✒ Chapter 01 - Arc 01: Erysvale Town [Part One]
Matahari bersinar terik pada hari ini, terlihat beberapa kendaraan berlalu-lalang serta pepohonan hijau yang terlihat seolah bergerak pula padahal karena bus ini yang menyusuri jalan raya dengan kecepatan sedang meskipun kondisi jalan pada hari ini cukup lengang. Sepanjang perjalanan, menengok ke kanan maupun kiri hanya pepohonan rindang yang kebanyakan tertangkap manik mata siapa pun yang berada di dalam bus. Sesekali ada jalan lain, tetapi bukan menuju kota, kemungkinan jalan itu menuju rumah warga di dalam hutan dengan ciri khas rumah dari kayu atau rumah kabin yang memiliki jendela kaca sangat besar. Sangat tepat sebagai tempat berlibur dengan membawa keluarga kecil.
"Liburan menyenangkan sebelum rumah kabin itu diserang pembunuh berantai dan satu keluarga itu mati mengenaskan." Gumaman itu terdengar dari salah satu laki-laki di dalam bus itu, dia mengenakan headphone tanpa kabel, duduk nyaman dengan wajah menopang pada kepalan tangan, siku di jendela bus, ia menatap malas pada pepohonan hijau. Diperhatikan jika dia hanya duduk sendiri, tak ada yang mengisi kursi sebelahnya yang malah diisi oleh tasnya. Ia sengaja membeli dua tiket kursi untuknya agar menikmati kesendiriannya.
Perlahan dia meraih ponselnya setelah lagu Cruel Summer---Taylor Swift selesai diputar, ia mengganti lagu selanjutnya ke lagu Enchanted dengan penyanyi yang sama, ya Taylor Swift selalu jadi favoritnya sepanjang masa. Ketika lagu kedua berputar dan mulai memenuhi gendang telinganya.
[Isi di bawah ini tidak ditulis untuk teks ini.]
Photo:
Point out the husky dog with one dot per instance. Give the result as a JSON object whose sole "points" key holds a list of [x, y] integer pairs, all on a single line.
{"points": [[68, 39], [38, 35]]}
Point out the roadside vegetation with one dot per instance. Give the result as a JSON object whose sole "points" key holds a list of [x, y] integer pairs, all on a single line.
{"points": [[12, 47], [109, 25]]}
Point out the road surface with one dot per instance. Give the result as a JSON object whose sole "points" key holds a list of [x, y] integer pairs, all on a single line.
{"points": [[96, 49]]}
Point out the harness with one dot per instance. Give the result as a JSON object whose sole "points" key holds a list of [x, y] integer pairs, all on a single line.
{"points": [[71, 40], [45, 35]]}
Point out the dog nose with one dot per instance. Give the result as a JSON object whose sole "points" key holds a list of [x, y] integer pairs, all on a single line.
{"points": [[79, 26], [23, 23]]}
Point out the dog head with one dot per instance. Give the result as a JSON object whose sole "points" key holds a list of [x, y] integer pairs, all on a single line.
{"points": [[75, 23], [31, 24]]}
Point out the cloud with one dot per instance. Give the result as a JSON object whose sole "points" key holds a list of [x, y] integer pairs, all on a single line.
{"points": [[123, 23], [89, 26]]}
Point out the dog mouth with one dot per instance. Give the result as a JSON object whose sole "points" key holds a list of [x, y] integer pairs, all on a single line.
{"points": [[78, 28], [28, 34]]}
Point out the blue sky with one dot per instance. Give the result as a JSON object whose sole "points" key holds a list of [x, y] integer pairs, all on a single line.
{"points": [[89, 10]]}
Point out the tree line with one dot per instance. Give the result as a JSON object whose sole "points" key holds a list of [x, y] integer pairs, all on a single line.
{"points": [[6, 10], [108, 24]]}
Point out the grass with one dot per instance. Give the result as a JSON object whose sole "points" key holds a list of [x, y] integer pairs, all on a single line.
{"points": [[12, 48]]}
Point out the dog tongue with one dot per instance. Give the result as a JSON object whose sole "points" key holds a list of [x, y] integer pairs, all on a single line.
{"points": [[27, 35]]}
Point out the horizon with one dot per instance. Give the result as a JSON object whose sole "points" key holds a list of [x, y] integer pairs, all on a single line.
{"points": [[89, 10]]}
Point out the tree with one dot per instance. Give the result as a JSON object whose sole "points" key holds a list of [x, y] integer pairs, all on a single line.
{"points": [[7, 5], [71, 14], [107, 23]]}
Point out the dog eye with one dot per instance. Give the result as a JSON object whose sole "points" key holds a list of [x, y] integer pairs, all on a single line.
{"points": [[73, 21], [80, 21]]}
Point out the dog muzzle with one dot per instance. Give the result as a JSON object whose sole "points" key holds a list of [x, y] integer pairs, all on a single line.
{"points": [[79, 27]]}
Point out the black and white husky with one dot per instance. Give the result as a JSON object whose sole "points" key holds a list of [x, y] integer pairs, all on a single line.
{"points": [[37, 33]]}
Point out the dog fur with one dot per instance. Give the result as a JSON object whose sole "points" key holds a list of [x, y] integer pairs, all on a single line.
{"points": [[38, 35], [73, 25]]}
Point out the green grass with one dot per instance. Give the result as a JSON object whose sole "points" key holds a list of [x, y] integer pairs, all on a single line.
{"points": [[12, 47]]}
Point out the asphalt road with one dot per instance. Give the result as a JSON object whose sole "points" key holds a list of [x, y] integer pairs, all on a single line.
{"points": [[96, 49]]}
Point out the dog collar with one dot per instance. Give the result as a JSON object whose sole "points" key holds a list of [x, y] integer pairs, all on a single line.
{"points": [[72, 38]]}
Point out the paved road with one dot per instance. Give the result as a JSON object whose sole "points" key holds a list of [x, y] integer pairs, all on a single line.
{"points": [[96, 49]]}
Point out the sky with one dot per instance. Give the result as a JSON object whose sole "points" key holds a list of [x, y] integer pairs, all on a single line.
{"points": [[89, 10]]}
Ia menatap ke samping, sebuah botol susu menggelinding. Ternyata wanita di kursi depannya menjatuhkan botol susu itu sedangkan ia sibuk menidurkan bayi laki-lakinya yang sangat mengantuk. Tidak ada yang akan membantu wanita itu karena para penumpang rata-rata tertidur, ada yang tak tidur, tapi malah acuh tak acuh. Akhirnya lelaki itu beranjak dari kursinya kemudian mengambil botol susu itu dan memberikannya pada si wanita.
"Terima kasih banyak, aku tak sadar jika botolnya terjatuh dan menggelinding. Sekali lagi terima kasih, kau anak yang baik dan juga tampan," ujar si wanita yang begitu terpana. Tak disangka ada lelaki setampan ini yang ternyata duduk di kursi belakangnya.
Lelaki itu hanya mengangguk dengan senyuman tipis. Setelah si wanita menaruh botol susunya di kursi, lelaki itu duduk kembali seraya menopang dagu dan mulai menatap keluar jendela. Lagu di headphone-nya berganti lagu Style, selama lagunya berputar, ia perlahan mengantuk dan terlelap. Entah berapa lagu sudah berputar ketika satu jam perjalanannya yang tidak terasa sama sekali. Matanya terbuka ketika ia membaca papan nama jalan yang bertuliskan Welcome to Erysvale, Indiana.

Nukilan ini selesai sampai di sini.